Black Panther: Wesley Snipes Shares How He Almost Became The Marvel Hero

Wesley Snipes almost became the Black Panther instead of Blade. It's hard to imagine, but it almost happened back in the 1990s. The Coming 2 America star talked to Collider about working with Eddie Murphy again, and of course how his Marvel career could have been wildly different. Snipes' biggest comment is probably that the technology couldn't have been as impressive as now. Also, the comic book universe apparatus that exists now was basically a pipe dream in 1993. So, this probably wouldn't have gone down. But, there were three versions of a script, so there had to be some kind of traction at some point of the pitch. Maybe it's for the best as Chadwick Boseman is a legend for his time as T'Challa and that would radically alter his time as the Black Panther. For now, all fans can wonder if What If…?

"That is absolutely true, and we had three scripts, three versions of scripts written when we held the rights to Black Panther. That was in the early '90s. Maybe '92, '93, '94, in that area somewhere. We didn't have the technology we have now," Snipes explained. "Pixar didn't exist. None of the things, the CGI capabilities that we have now existed, and you know, people... Even the thought of the name "Black Panther" in the zeitgeist of Hollywood had a reference to the national revolutionary group versus the comic book. So it was hard to make. Long story long, we didn't end up making it, the rights went back, converted back, and then Blade came along. [I] rocked with that."

During the interview, Collider also asked what drew the comedian to the original Coming to America as well. Snipes wanted to be a part of something positive for Black audiences.

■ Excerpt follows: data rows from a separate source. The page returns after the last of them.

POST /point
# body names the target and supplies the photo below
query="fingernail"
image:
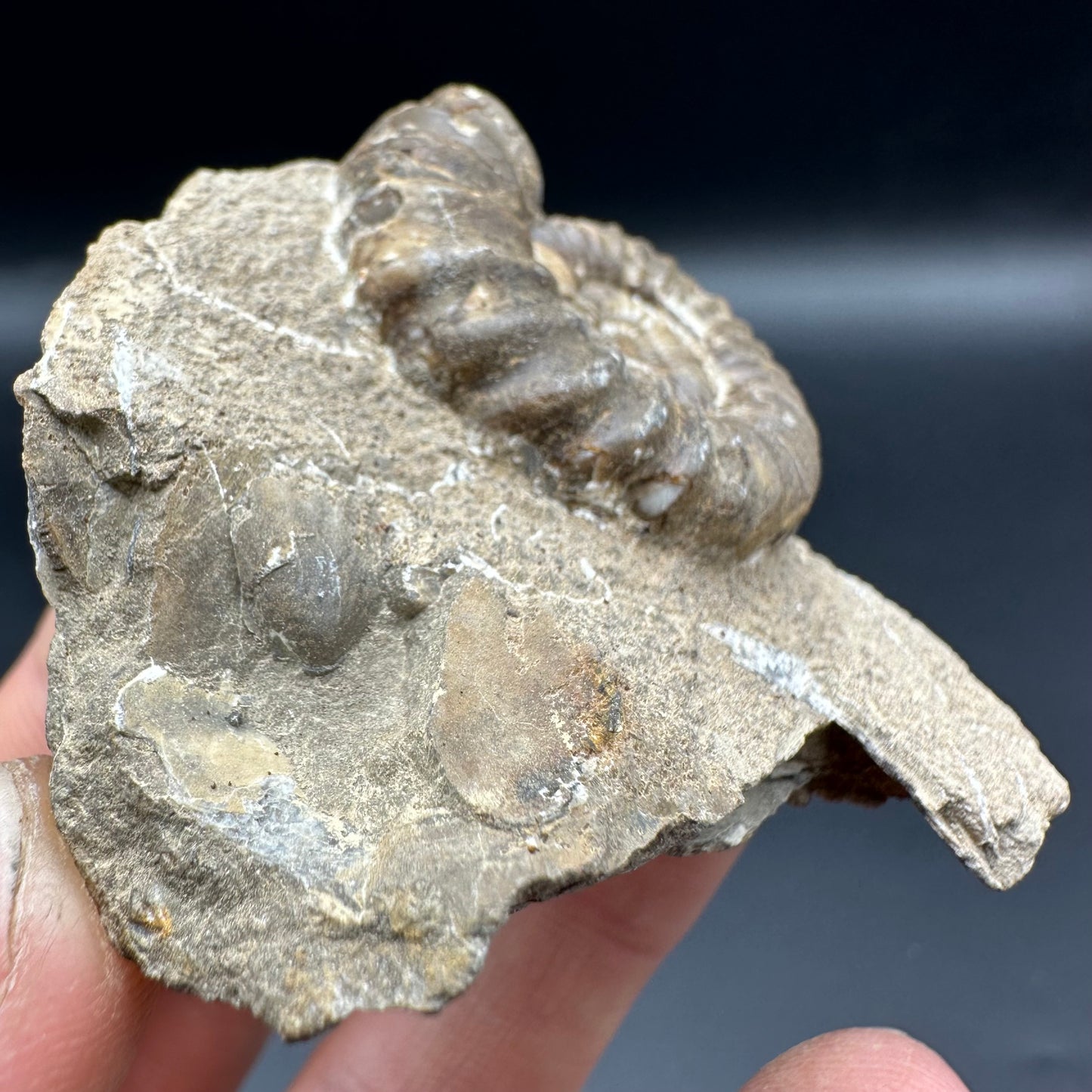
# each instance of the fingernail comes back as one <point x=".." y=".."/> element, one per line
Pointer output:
<point x="11" y="846"/>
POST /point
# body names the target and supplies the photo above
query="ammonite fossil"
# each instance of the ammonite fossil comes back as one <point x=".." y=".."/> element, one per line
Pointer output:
<point x="621" y="370"/>
<point x="416" y="555"/>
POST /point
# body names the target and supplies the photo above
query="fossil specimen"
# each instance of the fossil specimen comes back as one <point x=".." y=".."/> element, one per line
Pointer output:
<point x="416" y="555"/>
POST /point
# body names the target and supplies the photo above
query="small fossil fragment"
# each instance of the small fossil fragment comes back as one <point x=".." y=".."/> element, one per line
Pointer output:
<point x="416" y="554"/>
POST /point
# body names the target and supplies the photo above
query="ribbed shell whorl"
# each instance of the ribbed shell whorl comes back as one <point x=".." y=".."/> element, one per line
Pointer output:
<point x="630" y="377"/>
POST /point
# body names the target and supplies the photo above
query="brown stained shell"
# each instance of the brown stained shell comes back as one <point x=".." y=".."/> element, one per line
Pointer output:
<point x="334" y="690"/>
<point x="588" y="342"/>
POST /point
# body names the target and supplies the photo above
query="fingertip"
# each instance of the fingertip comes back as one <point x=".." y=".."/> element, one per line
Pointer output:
<point x="23" y="697"/>
<point x="858" y="1060"/>
<point x="71" y="1007"/>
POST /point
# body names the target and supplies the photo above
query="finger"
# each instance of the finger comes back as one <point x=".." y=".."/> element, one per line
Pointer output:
<point x="193" y="1044"/>
<point x="858" y="1060"/>
<point x="71" y="1007"/>
<point x="557" y="983"/>
<point x="23" y="697"/>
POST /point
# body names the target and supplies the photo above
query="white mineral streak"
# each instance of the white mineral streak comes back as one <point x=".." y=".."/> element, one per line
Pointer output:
<point x="385" y="682"/>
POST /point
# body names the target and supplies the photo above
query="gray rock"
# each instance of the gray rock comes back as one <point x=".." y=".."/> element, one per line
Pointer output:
<point x="416" y="555"/>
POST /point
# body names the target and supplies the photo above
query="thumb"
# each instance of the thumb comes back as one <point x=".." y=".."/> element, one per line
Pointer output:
<point x="71" y="1008"/>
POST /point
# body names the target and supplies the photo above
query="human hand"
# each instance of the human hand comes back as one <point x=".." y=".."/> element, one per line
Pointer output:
<point x="74" y="1015"/>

"Because there was a preponderance of negative imagery of black people in the world, in cinema, and this was one of the first films, American made, Western films that showed African people and the African experience, and I mean the African diasporic experience in it's glory. I mean with robes and jewels, and opulence and you know, wealth, and not the starving children in living in the sewers and the gutters," he told the outlet.

"That meant a lot. Meant a lot to everybody. Those of us who were students of the African history know that these things exist and that world exists, and it's not too far from reality, but the general world doesn't know that," Snipes added. "It was great to see it and all the beautiful, beautiful women that were it. Oh my gosh. And the dancing that was in it. It was monumental man, monumental."